World food prices are 36 percent above levels of a year ago, driven by problems in the Middle East and North Africa, and remain volatile, the bank said.
With Tanzanian consumers facing the highest pump prices which in the past twelve months have surged by between 33 and 55 percent, their counterparts in Uganda and Kenya are also nursing the wounds of the skyrocketing oil prices.
In Tanzania, fuel prices have gone up by an average of 33 percent, reaching about Sh1970 per litre in Dar es Salaam and Sh2,200 per litre of petrol in upcountry outlets.
According to a survey conducted by comparing how fuel prices traded in March, 2010 and where it stood by March 9, this week, kerosene, which is consumed by majority of Tanzanians, has increased by 59 percent in both Dar es Salaam and upcountry.
While in March last year, petrol prices in Dar es Salaam and upcountry traded at between Sh1,462 and Sh1,669 per litre, by March, this year, prices were at Sh1,970 and Sh2,170, our survey has established.

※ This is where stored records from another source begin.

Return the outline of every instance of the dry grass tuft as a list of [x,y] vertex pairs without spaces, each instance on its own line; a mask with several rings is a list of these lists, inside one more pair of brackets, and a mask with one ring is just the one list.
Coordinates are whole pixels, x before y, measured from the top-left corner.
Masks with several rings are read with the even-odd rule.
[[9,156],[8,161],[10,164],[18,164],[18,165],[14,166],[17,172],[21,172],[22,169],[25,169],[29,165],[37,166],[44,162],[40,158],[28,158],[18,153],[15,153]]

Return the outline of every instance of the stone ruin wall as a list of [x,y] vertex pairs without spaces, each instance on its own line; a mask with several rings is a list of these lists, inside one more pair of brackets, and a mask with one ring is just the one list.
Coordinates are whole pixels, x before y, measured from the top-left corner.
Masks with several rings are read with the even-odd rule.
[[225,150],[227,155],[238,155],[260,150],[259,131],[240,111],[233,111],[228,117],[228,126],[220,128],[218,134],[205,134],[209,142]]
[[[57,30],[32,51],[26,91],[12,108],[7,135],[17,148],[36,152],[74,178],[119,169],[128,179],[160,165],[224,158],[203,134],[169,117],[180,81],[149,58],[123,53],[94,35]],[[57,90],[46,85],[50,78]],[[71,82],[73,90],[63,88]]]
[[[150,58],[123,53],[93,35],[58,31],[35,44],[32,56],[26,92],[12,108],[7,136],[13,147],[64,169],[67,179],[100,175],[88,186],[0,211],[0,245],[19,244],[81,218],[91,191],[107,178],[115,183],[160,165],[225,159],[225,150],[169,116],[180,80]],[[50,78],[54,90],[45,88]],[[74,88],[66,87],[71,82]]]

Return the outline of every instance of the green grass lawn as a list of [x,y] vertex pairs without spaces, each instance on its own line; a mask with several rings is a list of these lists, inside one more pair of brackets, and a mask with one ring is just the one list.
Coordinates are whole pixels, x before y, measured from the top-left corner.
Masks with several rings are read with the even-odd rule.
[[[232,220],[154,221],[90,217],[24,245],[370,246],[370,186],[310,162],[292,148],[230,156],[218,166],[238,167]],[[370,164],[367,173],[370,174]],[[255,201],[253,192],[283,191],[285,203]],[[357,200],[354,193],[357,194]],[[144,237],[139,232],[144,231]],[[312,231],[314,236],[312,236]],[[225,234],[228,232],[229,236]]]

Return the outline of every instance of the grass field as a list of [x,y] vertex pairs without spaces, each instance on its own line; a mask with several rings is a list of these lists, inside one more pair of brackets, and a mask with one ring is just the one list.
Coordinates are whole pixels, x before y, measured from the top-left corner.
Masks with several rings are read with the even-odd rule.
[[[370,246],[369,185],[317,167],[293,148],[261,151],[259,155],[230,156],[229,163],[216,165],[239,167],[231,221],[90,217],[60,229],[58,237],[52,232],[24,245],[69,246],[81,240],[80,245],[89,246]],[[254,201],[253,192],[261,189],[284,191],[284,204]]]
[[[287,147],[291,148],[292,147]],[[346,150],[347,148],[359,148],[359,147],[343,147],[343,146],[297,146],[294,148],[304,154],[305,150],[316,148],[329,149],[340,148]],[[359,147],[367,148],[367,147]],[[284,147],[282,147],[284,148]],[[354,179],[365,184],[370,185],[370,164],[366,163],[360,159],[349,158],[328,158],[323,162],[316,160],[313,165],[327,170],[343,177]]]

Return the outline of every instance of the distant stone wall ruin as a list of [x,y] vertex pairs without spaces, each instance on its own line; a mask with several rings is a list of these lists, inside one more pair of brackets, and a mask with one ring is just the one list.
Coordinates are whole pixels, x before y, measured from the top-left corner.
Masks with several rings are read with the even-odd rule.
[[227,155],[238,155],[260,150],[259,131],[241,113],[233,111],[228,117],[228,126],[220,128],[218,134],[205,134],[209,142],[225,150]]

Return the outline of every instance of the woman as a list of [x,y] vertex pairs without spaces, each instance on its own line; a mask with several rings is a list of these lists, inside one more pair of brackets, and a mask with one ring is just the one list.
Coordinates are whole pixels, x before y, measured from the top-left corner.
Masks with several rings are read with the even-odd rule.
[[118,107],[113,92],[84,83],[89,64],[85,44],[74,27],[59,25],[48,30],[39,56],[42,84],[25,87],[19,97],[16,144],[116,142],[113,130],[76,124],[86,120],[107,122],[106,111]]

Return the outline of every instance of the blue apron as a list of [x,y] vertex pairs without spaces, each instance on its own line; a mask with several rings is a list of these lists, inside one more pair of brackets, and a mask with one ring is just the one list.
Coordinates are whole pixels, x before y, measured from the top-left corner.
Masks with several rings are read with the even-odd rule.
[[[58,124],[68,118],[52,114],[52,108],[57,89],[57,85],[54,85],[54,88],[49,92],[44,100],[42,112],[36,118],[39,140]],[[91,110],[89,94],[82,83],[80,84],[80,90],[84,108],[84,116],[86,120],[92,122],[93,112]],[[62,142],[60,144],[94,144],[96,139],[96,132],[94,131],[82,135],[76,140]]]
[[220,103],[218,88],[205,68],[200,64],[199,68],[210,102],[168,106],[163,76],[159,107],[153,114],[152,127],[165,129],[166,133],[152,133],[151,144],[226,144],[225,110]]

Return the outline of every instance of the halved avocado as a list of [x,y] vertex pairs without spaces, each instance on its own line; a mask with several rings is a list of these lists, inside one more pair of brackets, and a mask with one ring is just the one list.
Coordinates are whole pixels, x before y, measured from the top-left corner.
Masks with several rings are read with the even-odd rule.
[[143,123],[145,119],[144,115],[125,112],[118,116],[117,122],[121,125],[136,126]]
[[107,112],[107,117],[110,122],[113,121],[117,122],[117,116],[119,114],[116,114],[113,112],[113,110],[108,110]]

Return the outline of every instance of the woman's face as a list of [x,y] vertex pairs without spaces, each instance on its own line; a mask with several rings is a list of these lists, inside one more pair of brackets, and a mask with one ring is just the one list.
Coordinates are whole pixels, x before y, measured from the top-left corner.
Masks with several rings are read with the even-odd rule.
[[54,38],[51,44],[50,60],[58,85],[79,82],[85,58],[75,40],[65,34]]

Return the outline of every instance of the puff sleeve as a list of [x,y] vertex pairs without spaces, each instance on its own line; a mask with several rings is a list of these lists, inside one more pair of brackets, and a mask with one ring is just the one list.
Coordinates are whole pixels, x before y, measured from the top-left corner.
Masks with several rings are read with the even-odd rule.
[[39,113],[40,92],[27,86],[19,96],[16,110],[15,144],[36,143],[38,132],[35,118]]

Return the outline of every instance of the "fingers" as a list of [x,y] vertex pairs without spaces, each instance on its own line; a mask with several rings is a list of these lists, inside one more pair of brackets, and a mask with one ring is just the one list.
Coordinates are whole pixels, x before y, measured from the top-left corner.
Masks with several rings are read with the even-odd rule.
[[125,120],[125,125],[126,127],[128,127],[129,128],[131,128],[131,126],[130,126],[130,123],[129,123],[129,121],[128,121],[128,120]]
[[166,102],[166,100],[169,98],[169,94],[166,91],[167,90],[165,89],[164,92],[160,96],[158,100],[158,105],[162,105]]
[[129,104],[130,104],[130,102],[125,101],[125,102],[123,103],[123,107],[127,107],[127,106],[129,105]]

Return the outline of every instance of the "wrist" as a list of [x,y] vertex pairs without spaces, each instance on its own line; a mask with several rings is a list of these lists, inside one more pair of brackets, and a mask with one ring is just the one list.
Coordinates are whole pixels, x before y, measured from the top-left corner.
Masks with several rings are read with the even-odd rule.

In March, last year, Kerosene was trading at Sh963 per litre but by mid this week, prices surged to Sh1537 per litre. Alarmed by the skyrocketing food and fuel prices, the Kenyan Finance Minister, Uhuru Kenyatta, reduced the excise duty on imported fuel in order to cushion millions of Kenyans from the impact of escalating pump prices in the country. This Friday, Kenyan President Mwai Kibaki, promised to take further actions in order to reduce food prices in the East African country, in a bid to reduce the burden to his people.
But as Kenya took actions to curb the situation, in Tanzania, the Finance Minister Mustafa Mkullo, is underplaying the situation, as aptly captured by a daily English tabloid which quoted him as saying on Thursday this week:
“Our situation is not alarming compared to others. The inflation in Uganda has reached more than 11 percent, and we are not there yet…they (others) are in critical condition,” the Finance Minister was quoted
We, at The Guardian on Sunday, are highly appalled by the minister’s comments, because they paint a relatively rosy picture that grossly distorts the reality on the ground, and apparently point to ‘editing and sexing’ statistics to please the so-called masters.
Kerosene, the main source of energy to nearly 80 percent of Tanzanians, has surged by 55 percent per litre by March, this year, compared to last year. And skyrocketing of fuel prices contribute significantly to rising food prices.
That the minister, a holder of such a senior and sensitive portfolio, should brush aside that reality suggests that there’s something wrong with the government, an institution that is enjoined to cushion Tanzanians from the pinch.
If we were to ask Mkullo how much money the government’s economic policies have added in the pockets of Tanzania during the past six months, we are certain he won’t give a credible answer.
Alarmingly, early this year, the minister remarked that ‘Everybody should carry one’s own burden” when he was asked what measures the government was planning to take to curb the escalating fuel prices.
In short, Mkullo is telling Tanzanians that their government won’t take any precautionary measures to ease the crisis, oblivious of moves by the political opposition to mobilise the people to demonstrate against it.
We insist that it behooves him, plus colleagues tasked with managing the economy to take appropriate measures before it worsens to unmanageable proportions.